Pioneering ultrasound use in airway management
Ultrasound is playing an increasing role in the management of the upper and lower airways, particularly in interventional procedures and emergency situations. It is also used to enhance patient safety.
Report: Mark Nicholls
Dr Michael S Kristensen, Head of Anaesthesia for ENT and maxillofacial surgery at Denmark’s Rigshospitalet, is pioneering the new and expanding role of ultrasonography in clinical decision-making, intervention and management of the upper and lower airways in a way that is clinically relevant, up-to-date and practically useful for clinicians. He has shown how ultrasonography is becoming essential in management of the upper and lower airways, can identify tracheal structures and is offering a primary diagnostic approach in suspicion of intraoperative pneumothorax. ‘A few years ago, ultrasound was not applied at all for airway management. Now, it is used for a whole range of activities,’ he explained.

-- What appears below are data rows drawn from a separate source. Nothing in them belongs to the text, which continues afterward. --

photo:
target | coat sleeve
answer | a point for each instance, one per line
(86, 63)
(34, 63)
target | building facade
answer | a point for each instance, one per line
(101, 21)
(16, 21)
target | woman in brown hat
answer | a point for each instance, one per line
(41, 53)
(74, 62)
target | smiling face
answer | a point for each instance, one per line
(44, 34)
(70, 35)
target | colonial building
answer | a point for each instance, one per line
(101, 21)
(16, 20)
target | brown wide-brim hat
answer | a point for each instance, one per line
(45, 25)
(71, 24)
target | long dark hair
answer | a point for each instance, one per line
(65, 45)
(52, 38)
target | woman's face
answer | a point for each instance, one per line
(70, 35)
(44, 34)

These include screening and prediction of difficult airway management; diagnosing pathology that can affect airway management; identification of the cricothyroid membrane; measuring gastric content prior to airway management; airway related nerve blocks, and prediction of the appropriate diameter of endotracheal, endobronchial or tracheostomy tubes.
Other areas where ultrasound has shown airway management value is in differentiating between tracheal and oesophageal intubation; differentiating between tracheal and endobronchial intubation; confirmation of gastric tube placement; differentiating between different causes of dyspnoea/hypoxia and pulmonary oedema; and prediction of successful weaning from ventilator treatment.

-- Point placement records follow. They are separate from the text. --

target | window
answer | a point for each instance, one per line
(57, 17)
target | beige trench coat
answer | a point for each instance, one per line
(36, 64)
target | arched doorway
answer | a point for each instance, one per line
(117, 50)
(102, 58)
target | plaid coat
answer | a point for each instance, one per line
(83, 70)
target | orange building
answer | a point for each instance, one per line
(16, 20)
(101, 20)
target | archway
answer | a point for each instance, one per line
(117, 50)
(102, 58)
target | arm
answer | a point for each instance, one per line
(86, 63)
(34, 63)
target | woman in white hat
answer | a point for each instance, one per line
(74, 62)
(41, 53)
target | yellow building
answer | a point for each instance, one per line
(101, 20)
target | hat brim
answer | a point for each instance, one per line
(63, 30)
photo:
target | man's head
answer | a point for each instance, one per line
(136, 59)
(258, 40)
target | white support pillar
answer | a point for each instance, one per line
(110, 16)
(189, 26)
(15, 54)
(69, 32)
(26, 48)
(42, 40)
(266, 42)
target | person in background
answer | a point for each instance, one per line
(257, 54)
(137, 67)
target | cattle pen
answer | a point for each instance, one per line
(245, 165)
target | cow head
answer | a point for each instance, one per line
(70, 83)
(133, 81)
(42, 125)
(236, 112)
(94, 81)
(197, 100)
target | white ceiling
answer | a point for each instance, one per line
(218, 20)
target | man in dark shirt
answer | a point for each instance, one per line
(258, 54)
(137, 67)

‘In interventional procedures or emergency situations the major roles of ultrasound include the localisation of the trachea and the cricothyroid membrane before anaesthesia, so that the clinician will know exactly where to perform an emergency cricothyrotomy/tracheostomy in case it becomes necessary, and confirming or ruling out a suspicion of an intraoperative pneumothorax before placement of a pleural drain-tube.’
Ultrasound also confirms whether the endotracheal tube actually enters the trachea or accidentally enters the oesophagus, evaluates stomach contents and lung-pathology to distinguish between which treatment modalities that are needed and identifies the localisation of the appropriate tracheal level for dilatational tracheostomy or surgical tracheostomy.

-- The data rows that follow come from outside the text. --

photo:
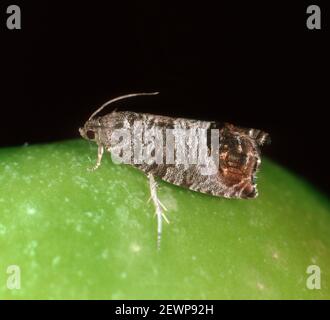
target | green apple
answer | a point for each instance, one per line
(67, 233)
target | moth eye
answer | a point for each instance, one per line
(90, 134)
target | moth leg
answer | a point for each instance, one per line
(100, 151)
(158, 206)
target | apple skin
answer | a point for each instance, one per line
(76, 234)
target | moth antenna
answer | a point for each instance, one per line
(121, 98)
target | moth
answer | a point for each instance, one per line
(215, 158)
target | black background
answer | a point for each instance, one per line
(252, 63)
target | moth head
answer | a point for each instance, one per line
(90, 130)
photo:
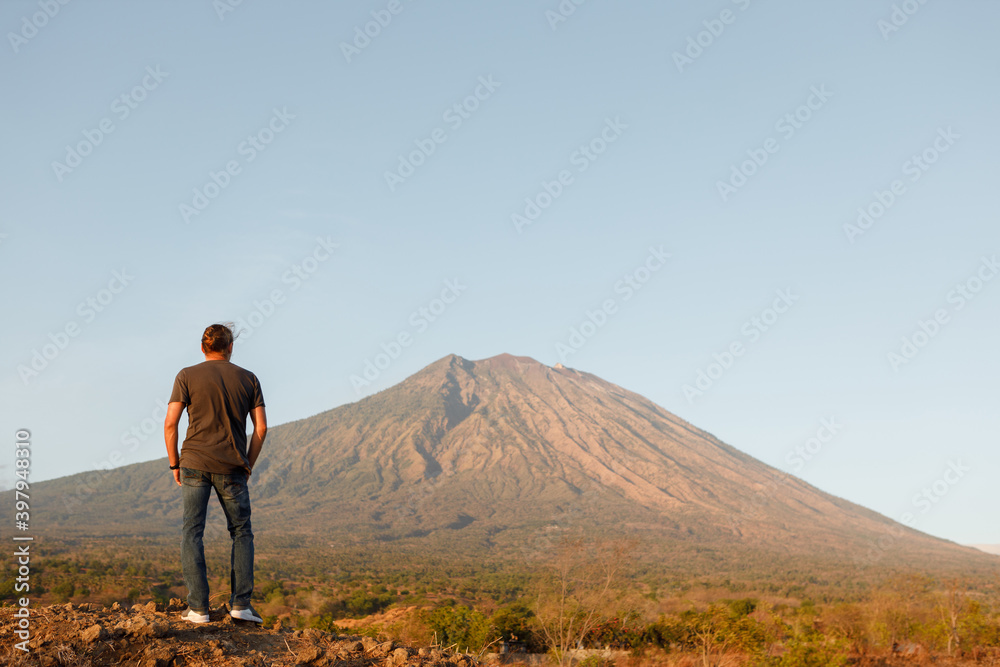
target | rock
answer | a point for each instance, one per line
(308, 654)
(143, 626)
(158, 655)
(93, 633)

Ultrasound is essential in upper and lower airways management because several indications cannot be performed in a clinically acceptable way, he explained. ‘For the primary suspicion of a pneumothorax, ultrasound is by far the fastest method, and it has a much higher sensitivity than an anterior-posterior X-ray in the supine patient. A CT-scan is slightly more precise but is often delayed and is almost impossible to obtain in the intraoperative setting,’ he pointed out. ‘For clinicians, the benefits are an immediate diagnosis and hands-on guidance in real time, whilst for patients it means faster and safer diagnosis and treatment in relation to airway management.’
For hospitals, ultrasound in airway management is faster and cheaper than X-ray and CT and can lead to better outcome of dilatational tracheostomy and better outcome and potentially lower mortality when the patient needs emergency surgical airway management.